Muss Mehrarbeit vergütet werden?

Muss Mehrarbeit vergütet werden?

Überstunden gehören in vielen Branchen zum „guten Ton“. Und Arbeitnehmer sind in den meisten Fällen auch gewillt, diese zu leisten. Wirken sie sich doch positiv auf den Eindruck aus, da der Arbeitnehmer Leistungsbereitschaft signalisiert. In der Regel, so wird angenommen, werden diese auch vergütet. Es gibt aber auch Fälle, in denen keine Vergütung erfolgt.

Dieser Fall ergibt sich oft, wenn der Arbeitgeber der Überzeugung ist, dass eine Mehrarbeit nicht nötig gewesen wäre.
Im geschilderten Fall kommt es darauf an, ob die Überstunden vom Arbeitgeber angeordnet wurden, oder ob sie vom Arbeitnehmer heraus getätigt wurden. Etwa, um eine Aufgabe abzuschließen, aus gutem Willen oder um andere Arbeitsabläufe nicht zu stören.
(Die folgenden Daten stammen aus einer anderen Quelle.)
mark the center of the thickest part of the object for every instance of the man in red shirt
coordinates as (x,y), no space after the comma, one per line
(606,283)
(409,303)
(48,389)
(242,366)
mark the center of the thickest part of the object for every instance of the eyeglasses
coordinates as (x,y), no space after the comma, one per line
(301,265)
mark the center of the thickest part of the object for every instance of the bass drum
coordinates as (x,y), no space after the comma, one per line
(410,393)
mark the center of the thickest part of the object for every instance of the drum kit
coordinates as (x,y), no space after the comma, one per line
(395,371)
In beiden letzten Fällen müssen Arbeitgeber die mehr geleistete Arbeit nicht vergüten. Wenn Überstunden aber angeordnet wurden, dann muss der Arbeitgeber sie vergüten.

Beweis muss vom Beschäftigten kommen

Schwierig gestaltet sich im Streitfall, der zu erbringende Beweis, dass die Überstunden angeordnet wurden. In der Praxis wird meistens nicht schriftlich festgehalten, dass eine Mehrarbeit angeordnet wurde. Kann der Beweis nicht erbracht werden, stehen die Chancen schlecht, dass vor Gericht der Arbeitnehmer Recht bekommt. Aber nicht nur diesen Beweis muss der Arbeitnehmer erbringen. Auch die Protokollierung der Tätigkeit liegt am Arbeitnehmer.
Aus diesen Gründen sollte der Arbeitnehmer vorab den Arbeitgeber über die Gründe für die Überstunden und die Tätigkeiten, die während der Überstunden verrichtet werden sollen, informieren. Welchen Kommunikationskanal der Arbeitnehmer dafür nutzt ist in der Regel irrelevant. Im Detail richtet sich die Wahl aber nach der Möglichkeit, dass der Arbeitgeber auf die Mitteilung reagieren kann, um ihr gegebenenfalls zu widersprechen oder ihrstattzu geben. Zum Beispiel sollte eine E-Mail am Abend vorher geschrieben werden, wenn die Überstunden am Abend des folgenden Tages verrichtet werden sollen.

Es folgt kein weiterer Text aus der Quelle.